Concrètement, cela s’est traduit à Rennes par l’arrêt, la nuit, le week-end et pendant les vacances, des ventilations et des aspirations d’air qui «tournaient tout le temps» martèle le directeur technique Raphaël Bourdon : « Même chose pour les blocs de secours [lampe indiquant une issue de secours ndlr] qui d’ordinaire sont allumés en permanence ».
Viennent ensuite les questions de thermomètre : l’Opéra de Paris est passé de 21 à 19 degrés, à l’exception des espaces artistiques et a ainsi baissé de 11 % la consommation d’électricité, et de 27 % la consommation de chauffage.

A l’Opéra de Rennes, Raphaël Bourdon pointe du doigt « un problème d’inertie ».
« Si on met un peu plus fort la consigne, le bâtiment est tellement grand qu’il faut attendre au moins deux bonnes heures avant de sentir une quelconque chaleur , déplore le directeur technique. On avait tendance à ne jamais trop y toucher de peur que les gens aient trop froid. Sauf que ça ne servait à rien. On a désormais programmé les machines de sorte que le chauffage se mette en route à 6 heures du matin, et se coupe à 22 heures, avant que le public sorte du spectacle, mais suffisamment tard pour qu’il n’ait pas le temps de sentir le bâtiment se refroidir ».
Des efforts qui, en chiffres, se veulent plutôt convaincants : « Entre 2021 et 2023, notre consommation de gaz est passée de 832 à 450 mégawattheures, ce qui représente une baisse de près de 46 %. Et pour ce qui est de l’électricité, on est passés de 207 à 155 mégawattheures. En tout, gaz et électricité confondus, on a réalisé 41,7 %
d’économie » , sourit le responsable communication de l’Opéra de Rennes, Lilian Madelon.

Espaces « inchauffables »

Les bâtiments culturels ont rarement été conçus pour les usages qu’ils accueillent. La ventilation, par exemple, a été pensée « pour renouveler l’aération d’une salle de concert, à savoir évacuer beaucoup de chaleur et beaucoup d’air », décrit Pascal Lenormand.
« Sauf que le concert est une situation exceptionnelle représentant moins de 2 %
de l’utilisation de la salle , poursuit-il. On se retrouve avec des ventilations pensées pour 1 200 personnes qui fonctionnent aussi lorsque les bâtiments accueillent une répétition de dix personnes ».
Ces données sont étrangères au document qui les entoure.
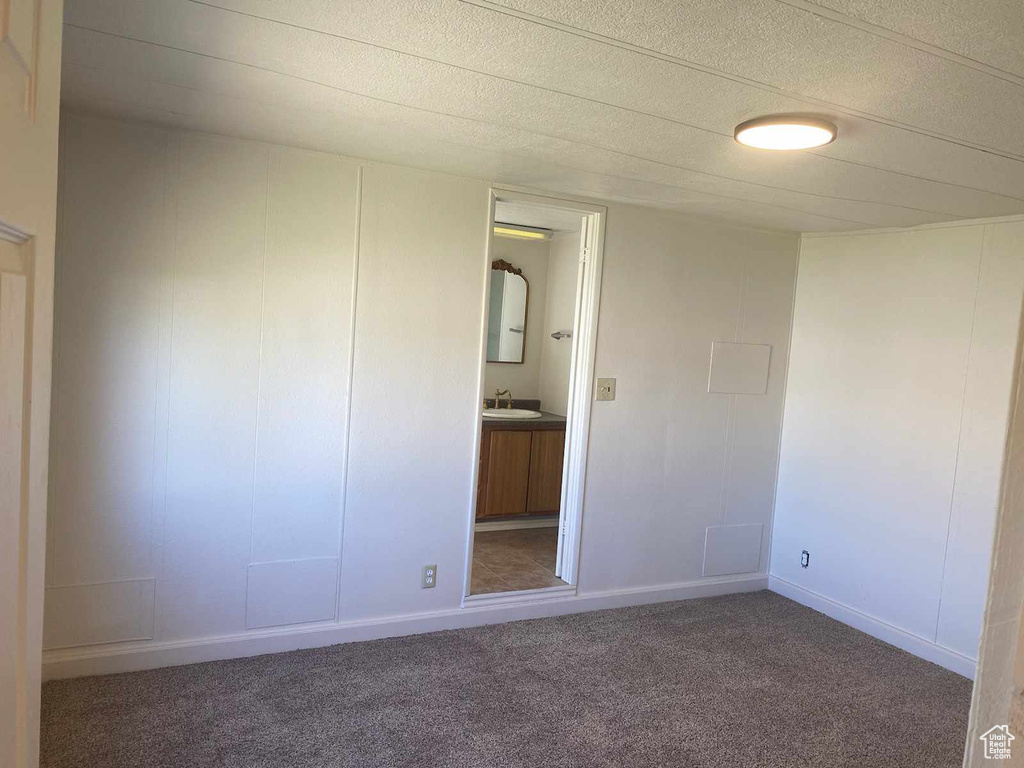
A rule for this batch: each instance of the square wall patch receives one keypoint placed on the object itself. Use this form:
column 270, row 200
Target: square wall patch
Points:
column 738, row 369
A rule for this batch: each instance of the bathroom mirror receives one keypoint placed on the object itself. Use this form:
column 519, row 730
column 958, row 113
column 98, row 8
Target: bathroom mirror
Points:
column 507, row 315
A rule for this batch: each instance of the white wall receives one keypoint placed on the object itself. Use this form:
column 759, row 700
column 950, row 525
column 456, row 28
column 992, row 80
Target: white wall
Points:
column 226, row 347
column 895, row 423
column 668, row 459
column 29, row 121
column 524, row 379
column 556, row 354
column 201, row 389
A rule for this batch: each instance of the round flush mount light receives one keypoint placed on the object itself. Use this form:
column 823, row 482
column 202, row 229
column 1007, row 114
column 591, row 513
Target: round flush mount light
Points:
column 785, row 132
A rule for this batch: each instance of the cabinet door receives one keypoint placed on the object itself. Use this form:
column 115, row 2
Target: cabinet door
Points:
column 546, row 472
column 508, row 473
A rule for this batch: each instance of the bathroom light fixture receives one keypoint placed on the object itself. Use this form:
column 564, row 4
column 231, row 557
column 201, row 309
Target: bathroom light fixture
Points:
column 519, row 231
column 785, row 132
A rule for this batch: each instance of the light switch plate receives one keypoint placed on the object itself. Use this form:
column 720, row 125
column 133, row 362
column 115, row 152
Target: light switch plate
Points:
column 605, row 389
column 429, row 580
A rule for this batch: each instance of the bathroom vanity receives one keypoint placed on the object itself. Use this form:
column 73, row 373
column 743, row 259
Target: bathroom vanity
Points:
column 520, row 467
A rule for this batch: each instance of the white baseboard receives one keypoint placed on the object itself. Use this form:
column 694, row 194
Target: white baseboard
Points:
column 513, row 524
column 909, row 642
column 145, row 655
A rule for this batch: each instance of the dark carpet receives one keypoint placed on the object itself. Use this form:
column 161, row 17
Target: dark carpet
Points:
column 745, row 681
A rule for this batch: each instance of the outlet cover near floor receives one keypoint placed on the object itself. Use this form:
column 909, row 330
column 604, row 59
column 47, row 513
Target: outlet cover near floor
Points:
column 605, row 389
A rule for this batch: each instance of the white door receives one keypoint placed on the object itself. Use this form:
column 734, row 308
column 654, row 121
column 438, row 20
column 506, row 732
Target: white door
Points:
column 579, row 400
column 12, row 508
Ces défauts de conception s’ajoute l’inertie de certaines initiatives. La campagne d’installation de LED est encore en cours à l’Opéra de Paris, la structure a « atteint, fin 2023, 55 % d’éclairage LED ».
Pascal Lenormand pointe du doigt des espaces « inchauffables » « Un hall, c’est comme une église : c’est infernal à chauffer. On y trouve des spectateurs habillés comme pour dehors et qui ne font que passer, et deux à cinq personnes frigorifiées derrière leur comptoir , analyse le designer énergétique.
La solution, c’est de cesser de le considérer comme un espace intérieur, mais de le voir comme un espace extérieur abrité. Et d’arrêter de le chauffer ». Des ajustements qui peuvent, selon les cas, diviser par « 100 à 20 000 » la consommation. D’autant que certains bâtiments souffrent du double écueil d’avoir un hall peu y échappent et que celui-ci soit entièrement vitré, comme c’est le cas à l’Opéra Bastille.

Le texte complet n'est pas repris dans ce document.